13 Feb 2019 | News Roundup

A long and arduous campaign by professional engineer Robert Muir finally led the CBC ombudsman to rebuke its Radio Canada International branch for a story that claimed an increase in extreme rain events in Canada was pushing up insurance claims. Although the ombudsman did not side with Muir on every point, he slapped RCI down on the main one, saying “One only had to examine the official Environment Canada data for Ontario as well as for the entire country to acknowledge that the claim made in the article was inaccurate.” Yes, but that’s asking a lot.

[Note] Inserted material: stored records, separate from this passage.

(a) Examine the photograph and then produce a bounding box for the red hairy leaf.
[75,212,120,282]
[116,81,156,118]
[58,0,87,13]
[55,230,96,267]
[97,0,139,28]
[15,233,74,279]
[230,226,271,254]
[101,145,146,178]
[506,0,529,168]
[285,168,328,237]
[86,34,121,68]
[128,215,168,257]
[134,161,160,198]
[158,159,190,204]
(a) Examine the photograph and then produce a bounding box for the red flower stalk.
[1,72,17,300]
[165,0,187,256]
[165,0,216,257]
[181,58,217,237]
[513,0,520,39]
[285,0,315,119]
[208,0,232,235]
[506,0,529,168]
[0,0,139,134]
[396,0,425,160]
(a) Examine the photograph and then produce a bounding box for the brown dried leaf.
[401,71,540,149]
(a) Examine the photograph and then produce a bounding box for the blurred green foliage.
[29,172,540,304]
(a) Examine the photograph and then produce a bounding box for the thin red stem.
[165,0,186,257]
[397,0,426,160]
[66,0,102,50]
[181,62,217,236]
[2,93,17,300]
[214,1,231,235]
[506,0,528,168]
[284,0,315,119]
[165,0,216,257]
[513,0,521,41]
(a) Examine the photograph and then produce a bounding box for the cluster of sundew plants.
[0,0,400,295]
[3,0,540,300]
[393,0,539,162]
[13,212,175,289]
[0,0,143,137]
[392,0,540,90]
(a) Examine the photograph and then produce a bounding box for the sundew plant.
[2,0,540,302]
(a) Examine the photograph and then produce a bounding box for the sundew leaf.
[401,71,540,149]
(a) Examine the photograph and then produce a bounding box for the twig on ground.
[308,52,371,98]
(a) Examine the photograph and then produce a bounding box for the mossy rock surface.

So, apparently is expecting a correction even when the error has been pointed out.

The ombudsman counselled that it is not a mark of shame for a journalistic outlet to admit and fix a mistake. But “the response provided by RCI did not amount to a correction, but a substitution, which does not comply with the values of transparency and accuracy articulated in the JSP” or Journalistic Standards and Practices. Kudos to the ombudsman for pushing back. It’s just one instance. But a welcome one. If you’re a journalist, don’t invent extreme weather.

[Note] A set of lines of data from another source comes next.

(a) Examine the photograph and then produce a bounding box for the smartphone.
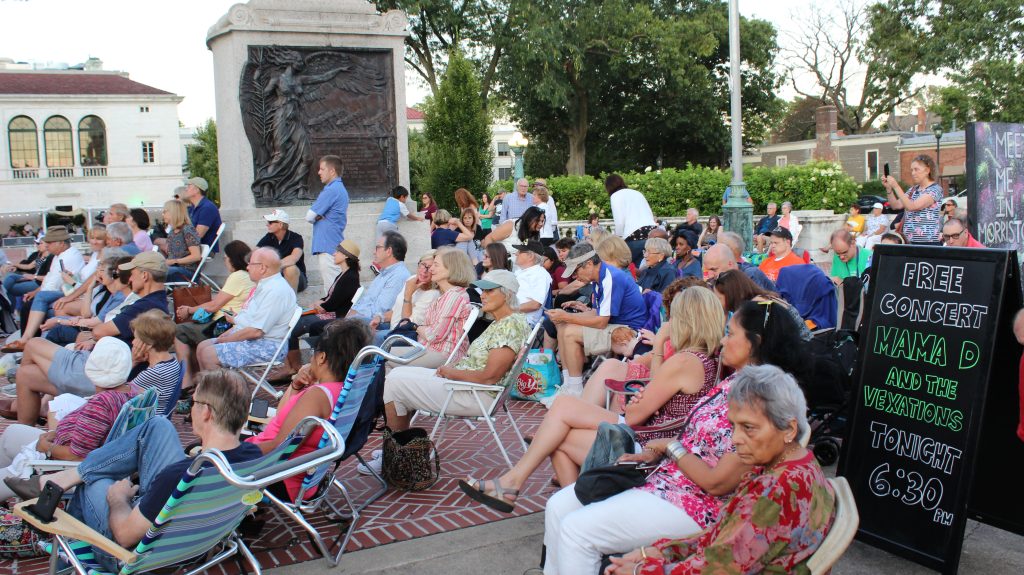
[883,163,890,178]
[249,398,270,419]
[59,259,65,273]
[616,460,642,467]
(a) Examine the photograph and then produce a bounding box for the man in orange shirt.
[758,228,805,282]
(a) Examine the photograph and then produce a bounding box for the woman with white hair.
[606,365,835,574]
[778,201,802,245]
[636,237,675,294]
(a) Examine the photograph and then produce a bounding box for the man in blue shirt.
[306,155,349,296]
[545,244,646,392]
[183,177,223,253]
[496,178,533,224]
[348,231,410,331]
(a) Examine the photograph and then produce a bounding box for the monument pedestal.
[207,0,415,288]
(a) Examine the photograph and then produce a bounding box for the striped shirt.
[53,390,134,459]
[902,183,943,243]
[422,287,472,359]
[130,359,183,415]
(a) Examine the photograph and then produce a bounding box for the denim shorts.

The corrected story is here. But, Muir tells us, the CBC promptly put the inaccurate claims into a new story. And Terence Corcoran in the Financial Post complains that “there have so far been no corrections issued by CBC’s The National, which last September broadcast a[n]… interview and commentary on the insurance industry claims” that repeated the claims and cited the expert whose testimony Muir had shown to be inaccurate.

It may be part of a battle of attrition, or simply of journalists uncritically searching their own archives and reprinting what they find. But it reflects the fact that, on this issue at least, far too many journalists are not reporting the story, they’re making it… or making it up. They are disguising advocacy as information. And in the long run, they pay a heavy price in credibility for doing so.